Page MenuHomePhabricator

Add configuration setting to add a preference checkbox for sending users copies of pages on their watchlists that are deleted
Closed, DeclinedPublic

Description

Author: tisane2718

Description:
This is a proposal for an extension to send users (at their option) copies of pages on their watchlists that are deleted. I plan to write it, but first I am seeking suggestions from any interested parties as to what specifications should be implemented.

The goal of this extension is to enable users to obtain the same result as if they had copied and pasted the wikitext of the most recent revision, and done an export of all revisions, just prior to the article deletion. Users may not always know that a sysop is about to delete an article, or they may for whatever other reason not be able to get the revision data they need out of the system before the deletion occurs, so this will take care of that for them. Having this data on hand could be helpful in deletion reviews or if a user wishes to transwiki the entire page history to a more suitable wiki.

This will eliminate the need for those users who had watchlisted the article to ask a sysop to provide a copy of the deleted revisions. It will avoid all or most of the problems associated with allowing users to view deleted articles, which retaining many of the benefits. Here are proposed specifications:

  1. The user will have, in the "E-mail options" section of Preferences, a toggle (checkbox) for "Send me copies of pages on my watchlist that are deleted." It will default to false.
  2. Deleting sysops will have a checkbox allowing them to suppress emailing of the article. The sysop might, for example, toggle this to true if the article is being deleted for copyright violations, and the sysop wishes to minimize its dissemination from the wiki. The checkbox will default to false.
  3. If the toggle mentioned in (1) is set to true, and the checkbox mentioned in (2) is set to false, and a page that is on the user's watchlist is deleted, then the user will be sent an email whose contents will be the wikitext for the most recent revision of that page, and which will have an attachment containing an XML file of all non-suppressed revisions. This file will be suitable for importing into another MediaWiki installation. This file will not include revisions placed in the archive table during prior deletions of the article.

I'm thinking of using an ArticleDeleteComplete hook function to grab the revisions from the archive table to create an XML file, perhaps using some modified functions from Export.php.

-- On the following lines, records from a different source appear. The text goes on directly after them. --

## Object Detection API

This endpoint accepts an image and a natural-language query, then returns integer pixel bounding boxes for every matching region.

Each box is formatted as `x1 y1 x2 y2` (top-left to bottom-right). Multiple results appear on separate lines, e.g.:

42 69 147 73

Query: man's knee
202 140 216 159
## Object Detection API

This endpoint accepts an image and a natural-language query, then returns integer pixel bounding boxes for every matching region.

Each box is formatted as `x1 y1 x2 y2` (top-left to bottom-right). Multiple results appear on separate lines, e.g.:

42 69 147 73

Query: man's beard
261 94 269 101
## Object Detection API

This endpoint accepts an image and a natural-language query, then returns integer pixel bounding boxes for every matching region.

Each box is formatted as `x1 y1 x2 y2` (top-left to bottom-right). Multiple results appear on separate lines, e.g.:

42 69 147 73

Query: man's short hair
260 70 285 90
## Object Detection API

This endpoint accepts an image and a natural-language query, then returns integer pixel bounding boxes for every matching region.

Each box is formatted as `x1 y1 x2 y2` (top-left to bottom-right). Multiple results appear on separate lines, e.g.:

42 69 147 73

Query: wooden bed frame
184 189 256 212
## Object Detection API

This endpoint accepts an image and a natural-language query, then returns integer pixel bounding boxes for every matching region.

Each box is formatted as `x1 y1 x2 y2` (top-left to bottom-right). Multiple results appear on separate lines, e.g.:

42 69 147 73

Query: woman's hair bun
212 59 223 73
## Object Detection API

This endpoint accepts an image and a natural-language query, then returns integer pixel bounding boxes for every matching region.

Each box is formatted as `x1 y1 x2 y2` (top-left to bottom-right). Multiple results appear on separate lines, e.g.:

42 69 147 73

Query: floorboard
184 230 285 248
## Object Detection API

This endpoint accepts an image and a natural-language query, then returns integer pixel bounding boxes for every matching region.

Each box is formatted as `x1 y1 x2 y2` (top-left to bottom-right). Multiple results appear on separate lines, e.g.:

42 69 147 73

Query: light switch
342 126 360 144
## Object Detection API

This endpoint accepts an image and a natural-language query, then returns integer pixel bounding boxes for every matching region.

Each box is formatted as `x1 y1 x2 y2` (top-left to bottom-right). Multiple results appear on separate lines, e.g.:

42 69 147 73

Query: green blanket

Any other thoughts?


Version: unspecified
Severity: enhancement

Details

Reference
bz38642

Event Timeline

bzimport raised the priority of this task from to Low.Nov 22 2014, 12:58 AM
bzimport set Reference to bz38642.

One question is which revision of the page should be emailed to the user. Let's assume two scenarios:

  1. Only the creator of a page can have it emailed to him
  2. Anyone who watchlists a page can have it emailed to him

Suppose option 1 is used. Should he get the most recent revision? That's usually the most useful one, but it could differ significantly from what he last contributed.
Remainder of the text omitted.